Saturday 13 December 2014

Saturday, December 13, 2014 Posted by Jake 3 comments Labels: , , , , , , ,
Posted by Jake on Saturday, December 13, 2014 with 3 comments | Labels: , , , , , , ,

J.P.Morgan, in his time a successful banker, said:

“A man always has two reasons for doing anything. The good reason, and the real reason”.

Doing”: The Tory led government is squeezing benefits by freezing, cutting and capping them.

They claim “the good reason” is to push the feckless unemployed off their dependency on benefits into jobs. Make them economically productive, thereby boosting their own incomes as well as our national GDP.

Now we at Ripped-Off Britons like to think the best of people. It is just about plausible that Tory policy makers actually don’t realise that benefits go mainly to the low paid not the unemployed. Benefits are far more a subsidy to low paying employers than a subsidy to the unemployed. But for this post let’s not go there – we go there in other posts.

For now we take a closer look at whether cutting benefits actually does improve the prospects of the poor and boost Britain's GDP. The Organisation of Economic Cooperation and Development (OECD) published a report in December 2014 which provides a helpful insight.

Benefits are paid by taxes. It is a transfer of money from the richer to the poorer, and therefore reduces the income inequality gap. Office for National Statistics (ONS) figures show UK inequality is reduced by these transfers from a Gini of over 50 (like Brazil, Bolivia, Botswana) to under 35.
ONS Figures

This leaves us less unequal than the US, but more so than France and Germany:
OECD Report
The OECD report shows far from boosting economic growth, high levels of inequality have a significant negative impact:

"Drawing on harmonised data covering the OECD countries over the past 30 years, the econometric analysis suggests that income inequality has a negative and statistically significant impact on subsequent growth."

Interestingly enough, the report shows that it is precisely the people the "Good Reason" claims to be good for that are hurt most. Their graph below shows the impact of inequality on numeracy for three categories of people, based on Parental Educational Background (PEB):

  • Low PEB: Neither parent has attained upper secondary education (beyond GCSEs). The report states this constitutes about 5% of the population in the UK.
  • Medium PEB: At least one parent has gone beyond GCSE, but not continued beyond secondary school.
  • High PEB: At least one parent has attained qualifications beyond secondary school, e.g. a degree.
OECD Report
Greater inequality has no impact on the Numeracy Score for people of High PEB, and a modest negative impact on Medium PEB. But has a strong negative impact on people of Low PEB.

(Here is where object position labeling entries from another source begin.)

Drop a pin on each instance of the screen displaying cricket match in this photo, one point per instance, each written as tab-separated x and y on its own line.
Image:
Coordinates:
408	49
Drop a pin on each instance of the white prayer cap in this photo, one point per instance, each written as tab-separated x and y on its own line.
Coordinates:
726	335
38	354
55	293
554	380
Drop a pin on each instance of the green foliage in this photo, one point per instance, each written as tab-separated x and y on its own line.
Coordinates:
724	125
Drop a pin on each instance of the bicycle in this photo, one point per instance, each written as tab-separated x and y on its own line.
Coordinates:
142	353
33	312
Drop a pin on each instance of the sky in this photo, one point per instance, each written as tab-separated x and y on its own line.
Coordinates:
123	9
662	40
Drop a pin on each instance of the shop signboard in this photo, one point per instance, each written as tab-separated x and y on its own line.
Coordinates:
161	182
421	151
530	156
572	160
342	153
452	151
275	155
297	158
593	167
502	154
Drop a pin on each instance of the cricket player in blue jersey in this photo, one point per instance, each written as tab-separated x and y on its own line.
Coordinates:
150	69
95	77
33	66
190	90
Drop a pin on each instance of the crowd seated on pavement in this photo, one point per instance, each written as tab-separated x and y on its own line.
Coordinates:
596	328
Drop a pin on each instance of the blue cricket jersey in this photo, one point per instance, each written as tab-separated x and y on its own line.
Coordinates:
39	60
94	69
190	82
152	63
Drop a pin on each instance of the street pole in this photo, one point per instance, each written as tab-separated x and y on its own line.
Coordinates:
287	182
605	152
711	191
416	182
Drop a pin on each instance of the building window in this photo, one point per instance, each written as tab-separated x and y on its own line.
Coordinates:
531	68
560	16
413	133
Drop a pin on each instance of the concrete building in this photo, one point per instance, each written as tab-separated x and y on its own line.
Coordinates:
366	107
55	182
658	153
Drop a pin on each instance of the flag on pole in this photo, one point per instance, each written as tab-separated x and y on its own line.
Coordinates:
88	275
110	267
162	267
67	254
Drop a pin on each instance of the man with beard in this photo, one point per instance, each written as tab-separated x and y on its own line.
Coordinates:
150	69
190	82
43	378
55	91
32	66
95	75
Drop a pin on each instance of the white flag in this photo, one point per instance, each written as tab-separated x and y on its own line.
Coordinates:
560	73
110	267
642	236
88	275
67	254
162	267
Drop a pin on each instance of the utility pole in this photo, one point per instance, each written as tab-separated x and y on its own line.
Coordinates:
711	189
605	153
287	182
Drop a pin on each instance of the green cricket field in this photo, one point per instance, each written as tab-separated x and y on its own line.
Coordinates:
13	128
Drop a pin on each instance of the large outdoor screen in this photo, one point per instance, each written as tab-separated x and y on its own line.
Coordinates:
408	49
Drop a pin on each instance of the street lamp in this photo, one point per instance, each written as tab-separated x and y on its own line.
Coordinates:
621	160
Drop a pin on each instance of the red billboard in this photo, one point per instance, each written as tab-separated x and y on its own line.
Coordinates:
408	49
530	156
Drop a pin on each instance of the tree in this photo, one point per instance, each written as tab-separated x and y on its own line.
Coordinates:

In terms of kids climbing up the ladder and attaining Tertiary (post secondary school) qualifications, the effect is even more startling. Higher inequality actually improves the attainment of those of Medium PEB, has no impact on those of High PEB, but is a disaster for those of Low PEB:
OECD Report
The OECD report states:
"The estimated coefficients imply that lowering bottom inequality by half of a standard deviation (which is the same as changing bottom inequality in the UK to be like that in France, or that of the US to become like that of Japan, or Australia) would increase average annual growth by nearly 0.3 percentage points over the subsequent 25-year period, with a cumulated gain in GDP at the end of the period in excess of 7 per cent."

Evidently trying to starve the poor into being rich doesn't work, neither for the poor nor for the British economy. 

So if the "Good Reason" is in fact b****s. What is the "Real Reason"?


  1. Cameron's indices are ALL bullshit but more to the point we are trapped into measuring SCHOOLING and INCOME when what the individual needs to flourish is NURTURE (includes learning) and MATURITY. Unfortunately, were the mass to break out of conditioned acceptance and reach awareness, elites would tumble. Nuff sed.

  2. > Higher inequality actually improves the attainment of those of Medium PEB

    If you look at the error bars, the graph could go either way. It could just as well be a negative or no effect. So there’s no significant difference between the effect on High and Medium PEB. The effect on low PEB is significant, though.

  3. As always, it costs a lot to be poor!